Mediatani.com – Direktur Kesehatan Hewan, Kementerian Pertanian (Kementan), I Ketut Diarmita mengatakan Kementan akan menerjunkan tim khusus yang diberi nama A Team Vaksinasi Rabie Bali untuk menggempur rabies di 5 kabupaten zona merah yang ada di Bali, yakni Kabupaten Karangasem, Buleleng, Jembrana, dan Tabanan.

“A Team tersebut akan kami diterjunkan pada minggu ke dua bulan April 2016,” kata Ketut melalui pesan siaran kepada mediatani.com, selasa (5/4/2016)

Ketut menjelaskan, A Team Vaksinasi Rabie Bali tersebut akan terbentuk sebanyak 32 A Team dan secara keseluruhan beranggotakan 186 orang.

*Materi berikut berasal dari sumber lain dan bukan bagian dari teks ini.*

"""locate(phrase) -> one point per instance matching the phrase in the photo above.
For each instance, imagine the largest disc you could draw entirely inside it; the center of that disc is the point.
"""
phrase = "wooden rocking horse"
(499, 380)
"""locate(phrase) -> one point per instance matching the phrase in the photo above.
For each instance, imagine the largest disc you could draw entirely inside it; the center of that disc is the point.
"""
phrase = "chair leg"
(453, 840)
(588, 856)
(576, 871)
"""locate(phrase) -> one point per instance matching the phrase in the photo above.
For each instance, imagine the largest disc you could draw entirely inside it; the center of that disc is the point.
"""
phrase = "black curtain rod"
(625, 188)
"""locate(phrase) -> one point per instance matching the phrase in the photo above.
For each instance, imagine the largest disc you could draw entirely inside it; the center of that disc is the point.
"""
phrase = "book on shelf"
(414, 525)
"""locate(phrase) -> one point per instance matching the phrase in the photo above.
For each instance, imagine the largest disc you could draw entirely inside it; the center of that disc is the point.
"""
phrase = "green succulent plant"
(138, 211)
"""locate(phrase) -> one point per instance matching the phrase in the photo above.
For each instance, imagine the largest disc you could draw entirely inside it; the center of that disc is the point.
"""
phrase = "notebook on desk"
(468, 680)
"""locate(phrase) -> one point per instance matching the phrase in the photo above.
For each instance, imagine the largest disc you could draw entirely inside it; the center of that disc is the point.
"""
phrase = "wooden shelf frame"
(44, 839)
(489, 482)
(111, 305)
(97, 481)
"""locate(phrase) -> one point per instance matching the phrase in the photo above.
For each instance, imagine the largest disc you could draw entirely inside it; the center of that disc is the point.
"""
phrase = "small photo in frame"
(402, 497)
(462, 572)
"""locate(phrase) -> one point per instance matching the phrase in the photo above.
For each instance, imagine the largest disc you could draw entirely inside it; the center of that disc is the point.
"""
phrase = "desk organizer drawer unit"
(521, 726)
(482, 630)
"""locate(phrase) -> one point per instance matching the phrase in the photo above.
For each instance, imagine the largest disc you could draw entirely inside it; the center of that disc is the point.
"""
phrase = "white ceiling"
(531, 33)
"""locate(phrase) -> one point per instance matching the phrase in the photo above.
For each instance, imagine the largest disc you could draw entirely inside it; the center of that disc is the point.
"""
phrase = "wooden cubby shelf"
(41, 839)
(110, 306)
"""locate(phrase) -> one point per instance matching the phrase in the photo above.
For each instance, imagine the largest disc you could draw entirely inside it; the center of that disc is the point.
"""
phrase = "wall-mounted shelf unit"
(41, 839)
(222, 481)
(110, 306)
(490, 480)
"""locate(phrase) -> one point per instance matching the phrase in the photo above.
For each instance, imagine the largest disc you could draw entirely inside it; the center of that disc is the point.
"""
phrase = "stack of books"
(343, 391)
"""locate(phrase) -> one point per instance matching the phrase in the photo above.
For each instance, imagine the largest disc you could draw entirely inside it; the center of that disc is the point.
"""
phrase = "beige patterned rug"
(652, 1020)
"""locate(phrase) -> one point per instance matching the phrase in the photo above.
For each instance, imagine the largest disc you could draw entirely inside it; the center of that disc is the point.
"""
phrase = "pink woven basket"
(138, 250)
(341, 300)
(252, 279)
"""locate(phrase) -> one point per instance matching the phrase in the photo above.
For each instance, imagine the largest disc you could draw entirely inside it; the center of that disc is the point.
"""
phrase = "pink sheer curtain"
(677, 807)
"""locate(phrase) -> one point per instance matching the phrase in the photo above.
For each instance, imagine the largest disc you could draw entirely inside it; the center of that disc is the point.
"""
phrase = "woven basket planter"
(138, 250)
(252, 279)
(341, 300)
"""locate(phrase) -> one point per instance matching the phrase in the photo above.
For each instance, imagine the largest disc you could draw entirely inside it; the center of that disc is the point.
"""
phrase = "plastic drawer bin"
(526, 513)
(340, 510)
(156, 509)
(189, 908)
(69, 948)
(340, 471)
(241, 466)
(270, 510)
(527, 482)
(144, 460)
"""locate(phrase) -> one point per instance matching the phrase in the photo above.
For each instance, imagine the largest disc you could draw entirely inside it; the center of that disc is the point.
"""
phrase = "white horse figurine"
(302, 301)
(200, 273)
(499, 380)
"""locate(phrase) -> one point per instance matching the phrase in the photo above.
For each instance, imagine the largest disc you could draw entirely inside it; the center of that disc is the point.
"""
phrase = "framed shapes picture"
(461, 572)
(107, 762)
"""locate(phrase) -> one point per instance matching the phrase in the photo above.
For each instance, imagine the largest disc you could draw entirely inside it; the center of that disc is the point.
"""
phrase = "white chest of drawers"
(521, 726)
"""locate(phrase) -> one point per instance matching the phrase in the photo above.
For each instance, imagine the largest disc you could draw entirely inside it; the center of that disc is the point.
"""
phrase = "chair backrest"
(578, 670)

A Team tersebut diharapkan dapat bekerja dan melaporkan dengan jujur, baik handing vaksin maupun aplikasinya agar tepat sasaran.

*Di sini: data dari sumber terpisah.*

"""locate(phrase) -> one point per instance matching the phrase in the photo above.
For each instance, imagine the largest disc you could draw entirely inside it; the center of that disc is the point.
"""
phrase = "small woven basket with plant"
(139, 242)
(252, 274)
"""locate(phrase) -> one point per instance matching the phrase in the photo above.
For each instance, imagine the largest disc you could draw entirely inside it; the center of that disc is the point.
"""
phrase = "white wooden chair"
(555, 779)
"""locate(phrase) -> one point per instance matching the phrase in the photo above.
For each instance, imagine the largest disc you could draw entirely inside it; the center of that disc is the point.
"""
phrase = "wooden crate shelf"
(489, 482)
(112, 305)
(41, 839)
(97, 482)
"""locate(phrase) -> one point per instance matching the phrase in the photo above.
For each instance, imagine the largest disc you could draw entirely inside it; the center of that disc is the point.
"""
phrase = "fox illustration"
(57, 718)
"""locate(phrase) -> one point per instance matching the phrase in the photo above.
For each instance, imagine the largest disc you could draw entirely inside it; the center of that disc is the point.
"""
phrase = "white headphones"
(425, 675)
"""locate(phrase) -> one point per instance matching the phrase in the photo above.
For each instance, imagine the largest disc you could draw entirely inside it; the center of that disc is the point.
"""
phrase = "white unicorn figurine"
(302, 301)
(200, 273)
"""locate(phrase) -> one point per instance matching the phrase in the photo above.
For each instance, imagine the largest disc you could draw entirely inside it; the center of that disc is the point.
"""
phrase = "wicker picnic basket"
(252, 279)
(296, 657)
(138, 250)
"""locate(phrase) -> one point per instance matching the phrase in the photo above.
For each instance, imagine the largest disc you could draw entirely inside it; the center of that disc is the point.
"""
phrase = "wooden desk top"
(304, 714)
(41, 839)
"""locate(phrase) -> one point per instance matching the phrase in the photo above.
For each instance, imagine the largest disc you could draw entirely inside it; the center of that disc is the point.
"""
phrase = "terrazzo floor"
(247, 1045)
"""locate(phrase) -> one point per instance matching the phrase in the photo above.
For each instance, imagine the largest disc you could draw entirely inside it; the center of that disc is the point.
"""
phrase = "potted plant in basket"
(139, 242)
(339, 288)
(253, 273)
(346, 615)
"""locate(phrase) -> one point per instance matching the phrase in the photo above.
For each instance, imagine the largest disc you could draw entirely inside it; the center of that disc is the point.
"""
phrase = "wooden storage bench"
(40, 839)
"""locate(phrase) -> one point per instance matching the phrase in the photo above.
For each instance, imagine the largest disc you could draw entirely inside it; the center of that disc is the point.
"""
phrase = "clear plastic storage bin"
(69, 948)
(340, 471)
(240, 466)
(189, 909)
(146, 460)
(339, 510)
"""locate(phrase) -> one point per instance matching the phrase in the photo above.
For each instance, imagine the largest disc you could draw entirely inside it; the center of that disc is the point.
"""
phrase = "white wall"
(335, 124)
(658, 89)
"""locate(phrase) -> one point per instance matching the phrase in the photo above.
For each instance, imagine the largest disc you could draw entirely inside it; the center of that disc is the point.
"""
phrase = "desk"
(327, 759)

“Kemudian, dengan adanya A Team dapat menelusuri rabies di zona merah, agar cakupan vaksinasi benar-benar sesuai harapan,” terang Ketut.

Ketut menambahkan bahwa A Team adalah team khusus di luar team vaksinator dari masing masing dinas peternakan Kabupaten yang ada di Provinsi Bali untuk siap diterjunkan ke daerah outbreak rabies.

Sementara itu, Guru Besar Fakultas Kedokteran Institut Pertanian Bogor (IPB), Waya Teguh Wibawa mengatakan salah satu cara pengendalian penyakit Avian Influenza (AI) yang dipilih oleh pemerintah adalah vaksinasi. Menurutnya, vaksinasi AI dapat diberikan kepada unggas, asalkan prinsip cakupan vaksinasi lebih dari 70% ulangan vaksinasi (booster) dapat dilakukan pada setiap individu yang divaksin.

Kemudian, lanjut wayan, dalam rangka mengurangi cemaran virus AI di lingkungan peternakan dan untuk menghasilkan bibit ayam (DOC) yang bebas virus AI, pemerintah telah mencanangkan dan memulai program kompartementalisasi bebas AI.

“Program ini disambut baik oleh beberapa industri perunggasan dan hingga saat ini ada sekurangnya 30 unit farm yang elah mengikuti program ini dan telah memperoleh sertifikat bebas Avian Influenza yang berlaku untuk kompartemen yang diajukan,” kata Wayan.